Pembangunan fisik yang cepat tidak akan berarti apa-apa jika dokumen legalitas proyek Anda terhambat. Bagi developer perumahan, mengurus berkas mulai dari skala makro seperti Siteplan, UPL-UKL, Peil Banjir, Amdal, hingga sertifikat pecahan, IMB/PBG, dan PPJB per unit adalah rute birokrasi yang panjang dan berisiko tinggi jika ada satu tahapan yang terlewat. Kelalaian dalam memantau masa berlaku atau antrean dokumen di dinas terkait bisa berakibat fatal: mulai dari denda administratif, penyegelan area proyek, hingga hilangnya kepercayaan dari calon pembeli.

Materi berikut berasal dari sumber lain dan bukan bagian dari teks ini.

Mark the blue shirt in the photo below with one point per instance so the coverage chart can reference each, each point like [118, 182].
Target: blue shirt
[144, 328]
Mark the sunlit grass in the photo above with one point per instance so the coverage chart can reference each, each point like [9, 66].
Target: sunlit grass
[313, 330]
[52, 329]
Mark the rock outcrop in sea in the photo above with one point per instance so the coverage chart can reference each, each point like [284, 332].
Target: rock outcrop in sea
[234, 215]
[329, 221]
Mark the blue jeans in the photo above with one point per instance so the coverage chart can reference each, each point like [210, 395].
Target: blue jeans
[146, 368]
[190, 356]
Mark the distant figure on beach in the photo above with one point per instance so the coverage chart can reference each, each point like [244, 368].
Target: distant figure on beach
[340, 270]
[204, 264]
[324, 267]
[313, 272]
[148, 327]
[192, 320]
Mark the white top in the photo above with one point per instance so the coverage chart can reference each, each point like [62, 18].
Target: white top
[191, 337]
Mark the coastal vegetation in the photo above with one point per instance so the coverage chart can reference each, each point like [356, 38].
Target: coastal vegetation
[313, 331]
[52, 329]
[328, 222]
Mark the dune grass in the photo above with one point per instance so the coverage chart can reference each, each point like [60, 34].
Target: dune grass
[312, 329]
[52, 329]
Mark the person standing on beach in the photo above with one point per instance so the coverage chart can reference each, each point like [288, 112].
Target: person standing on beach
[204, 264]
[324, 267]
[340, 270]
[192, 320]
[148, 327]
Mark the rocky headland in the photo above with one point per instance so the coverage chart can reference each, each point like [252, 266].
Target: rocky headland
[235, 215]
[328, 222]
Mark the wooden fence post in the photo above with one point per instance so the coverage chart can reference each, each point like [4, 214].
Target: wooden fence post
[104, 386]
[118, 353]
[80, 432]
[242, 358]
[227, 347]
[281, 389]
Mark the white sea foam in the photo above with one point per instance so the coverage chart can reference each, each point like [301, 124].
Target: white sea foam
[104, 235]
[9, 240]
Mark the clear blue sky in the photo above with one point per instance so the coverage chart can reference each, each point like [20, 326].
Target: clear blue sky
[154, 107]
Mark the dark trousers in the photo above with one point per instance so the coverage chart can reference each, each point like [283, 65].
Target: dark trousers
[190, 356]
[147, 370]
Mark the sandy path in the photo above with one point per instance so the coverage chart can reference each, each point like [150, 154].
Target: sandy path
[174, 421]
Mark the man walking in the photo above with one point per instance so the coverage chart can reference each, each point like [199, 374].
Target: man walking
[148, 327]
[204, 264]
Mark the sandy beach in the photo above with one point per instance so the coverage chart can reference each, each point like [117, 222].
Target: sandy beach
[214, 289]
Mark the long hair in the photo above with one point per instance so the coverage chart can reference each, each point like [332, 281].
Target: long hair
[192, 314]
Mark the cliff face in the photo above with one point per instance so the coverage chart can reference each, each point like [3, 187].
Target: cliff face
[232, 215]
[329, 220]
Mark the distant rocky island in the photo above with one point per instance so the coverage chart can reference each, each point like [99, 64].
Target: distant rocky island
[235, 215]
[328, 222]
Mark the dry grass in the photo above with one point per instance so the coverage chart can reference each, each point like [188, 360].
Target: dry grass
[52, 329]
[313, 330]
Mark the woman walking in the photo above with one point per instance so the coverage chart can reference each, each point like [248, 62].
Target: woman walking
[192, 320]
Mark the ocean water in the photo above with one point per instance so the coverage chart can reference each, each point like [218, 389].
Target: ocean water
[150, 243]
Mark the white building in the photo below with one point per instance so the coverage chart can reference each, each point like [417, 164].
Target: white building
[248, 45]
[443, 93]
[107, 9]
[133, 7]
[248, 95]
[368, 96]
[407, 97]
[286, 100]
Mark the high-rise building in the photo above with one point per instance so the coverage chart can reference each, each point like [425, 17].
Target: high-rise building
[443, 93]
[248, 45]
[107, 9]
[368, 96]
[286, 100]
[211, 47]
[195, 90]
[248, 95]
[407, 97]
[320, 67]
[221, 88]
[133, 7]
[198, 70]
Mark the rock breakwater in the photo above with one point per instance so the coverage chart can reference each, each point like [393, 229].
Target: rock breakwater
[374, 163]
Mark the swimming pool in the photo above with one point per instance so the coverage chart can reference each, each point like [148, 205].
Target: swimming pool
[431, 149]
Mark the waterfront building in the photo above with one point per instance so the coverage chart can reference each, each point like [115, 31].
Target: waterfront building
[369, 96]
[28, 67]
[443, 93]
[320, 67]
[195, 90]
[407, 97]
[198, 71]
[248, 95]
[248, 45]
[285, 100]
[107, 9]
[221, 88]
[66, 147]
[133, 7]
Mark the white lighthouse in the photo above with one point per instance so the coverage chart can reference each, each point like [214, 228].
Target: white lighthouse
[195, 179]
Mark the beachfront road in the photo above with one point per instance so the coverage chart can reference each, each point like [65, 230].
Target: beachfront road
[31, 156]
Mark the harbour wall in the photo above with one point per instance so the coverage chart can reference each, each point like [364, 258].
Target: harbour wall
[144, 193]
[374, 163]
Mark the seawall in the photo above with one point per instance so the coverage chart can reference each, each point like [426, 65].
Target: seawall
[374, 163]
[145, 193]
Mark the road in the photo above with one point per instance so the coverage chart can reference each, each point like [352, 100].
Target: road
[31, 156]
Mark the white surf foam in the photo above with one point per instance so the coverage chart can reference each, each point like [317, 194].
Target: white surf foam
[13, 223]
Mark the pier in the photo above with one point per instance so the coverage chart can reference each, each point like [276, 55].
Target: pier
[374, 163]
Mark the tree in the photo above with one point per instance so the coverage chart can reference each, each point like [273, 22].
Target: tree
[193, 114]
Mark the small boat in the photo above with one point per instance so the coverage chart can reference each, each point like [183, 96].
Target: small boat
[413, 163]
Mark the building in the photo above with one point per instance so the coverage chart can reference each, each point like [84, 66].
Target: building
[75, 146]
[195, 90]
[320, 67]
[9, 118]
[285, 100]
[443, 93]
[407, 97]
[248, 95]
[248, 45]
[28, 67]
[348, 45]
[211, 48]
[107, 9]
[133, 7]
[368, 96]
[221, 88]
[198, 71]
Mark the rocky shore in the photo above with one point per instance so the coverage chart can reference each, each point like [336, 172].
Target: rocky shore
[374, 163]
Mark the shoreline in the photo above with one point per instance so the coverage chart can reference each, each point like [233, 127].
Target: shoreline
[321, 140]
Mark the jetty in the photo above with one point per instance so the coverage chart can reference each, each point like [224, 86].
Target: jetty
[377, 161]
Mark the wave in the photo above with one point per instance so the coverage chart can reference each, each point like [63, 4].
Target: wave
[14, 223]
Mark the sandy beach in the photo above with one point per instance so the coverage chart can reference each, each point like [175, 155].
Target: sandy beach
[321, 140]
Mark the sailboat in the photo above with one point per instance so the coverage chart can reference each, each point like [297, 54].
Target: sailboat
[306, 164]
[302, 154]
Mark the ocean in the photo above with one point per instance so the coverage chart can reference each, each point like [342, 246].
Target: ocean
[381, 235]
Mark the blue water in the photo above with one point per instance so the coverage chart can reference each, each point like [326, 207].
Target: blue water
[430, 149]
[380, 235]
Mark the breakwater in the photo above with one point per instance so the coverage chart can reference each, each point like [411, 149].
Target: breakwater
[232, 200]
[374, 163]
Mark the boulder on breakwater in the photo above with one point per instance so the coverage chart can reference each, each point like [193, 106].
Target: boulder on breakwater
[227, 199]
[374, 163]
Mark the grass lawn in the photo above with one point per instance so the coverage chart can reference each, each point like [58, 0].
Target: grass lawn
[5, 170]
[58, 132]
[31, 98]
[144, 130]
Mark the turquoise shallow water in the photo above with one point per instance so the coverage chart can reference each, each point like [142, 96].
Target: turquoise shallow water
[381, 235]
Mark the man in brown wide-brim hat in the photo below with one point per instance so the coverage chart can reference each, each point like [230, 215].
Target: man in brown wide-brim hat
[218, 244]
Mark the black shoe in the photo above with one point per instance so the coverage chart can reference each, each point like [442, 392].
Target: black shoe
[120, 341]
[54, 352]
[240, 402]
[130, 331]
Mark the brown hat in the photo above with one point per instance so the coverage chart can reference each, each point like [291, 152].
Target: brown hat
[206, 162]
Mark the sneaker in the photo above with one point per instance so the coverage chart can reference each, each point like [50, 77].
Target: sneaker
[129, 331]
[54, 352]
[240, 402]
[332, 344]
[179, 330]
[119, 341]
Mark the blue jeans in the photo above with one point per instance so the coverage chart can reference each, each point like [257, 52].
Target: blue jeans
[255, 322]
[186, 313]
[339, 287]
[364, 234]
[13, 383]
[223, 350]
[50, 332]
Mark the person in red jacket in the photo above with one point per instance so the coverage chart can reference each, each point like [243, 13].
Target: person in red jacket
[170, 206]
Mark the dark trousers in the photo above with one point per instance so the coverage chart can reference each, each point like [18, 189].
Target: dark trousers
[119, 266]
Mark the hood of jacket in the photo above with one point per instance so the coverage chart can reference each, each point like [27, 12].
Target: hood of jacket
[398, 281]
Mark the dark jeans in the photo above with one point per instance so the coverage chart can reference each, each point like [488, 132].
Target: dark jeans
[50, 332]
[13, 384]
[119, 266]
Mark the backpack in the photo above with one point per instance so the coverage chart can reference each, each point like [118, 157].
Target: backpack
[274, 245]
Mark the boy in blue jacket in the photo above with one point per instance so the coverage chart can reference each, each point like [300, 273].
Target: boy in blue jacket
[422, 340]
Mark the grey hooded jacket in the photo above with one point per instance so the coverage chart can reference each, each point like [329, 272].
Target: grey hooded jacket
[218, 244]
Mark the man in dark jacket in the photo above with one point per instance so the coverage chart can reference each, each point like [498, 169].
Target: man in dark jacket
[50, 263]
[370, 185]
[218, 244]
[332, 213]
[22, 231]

Sentralisasi Dokumen Hukum Properti
Masalah utama yang sering terjadi pada developer skala menengah adalah dokumen yang tersebar di berbagai komputer staf legal. Solusinya adalah melakukan sentralisasi pemantauan dokumen hukum. Anda harus memiliki bagan alur (workflow monitoring) yang jelas untuk mengetahui di mana posisi berkas Anda berada saat ini.
Melalui pendekatan sistematis pada software ECes dan Porta Pro, Anda dapat memantau milestone pengurusan izin proyek dan legalitas tiap kavling secara digital. Sistem akan memberikan alarm atau indikator visual jika suatu proses berjalan melebihi estimasi waktu yang ditentukan. Anda dapat mengeksplorasi fleksibilitas modul administrasi hukum properti ini lebih lanjut melalui komponen yang tertera di Halaman Fitur Media Sarana.
Langkah pengendalian legalitas proyek semenjak dini terbukti krusial guna mengamankan keabsahan unit perumahan, khususnya saat Anda berniat mengejar pasar bersubsidi yang memiliki standardisasi ketat dari kementerian melalui program program 3 juta rumah prabowo gibran.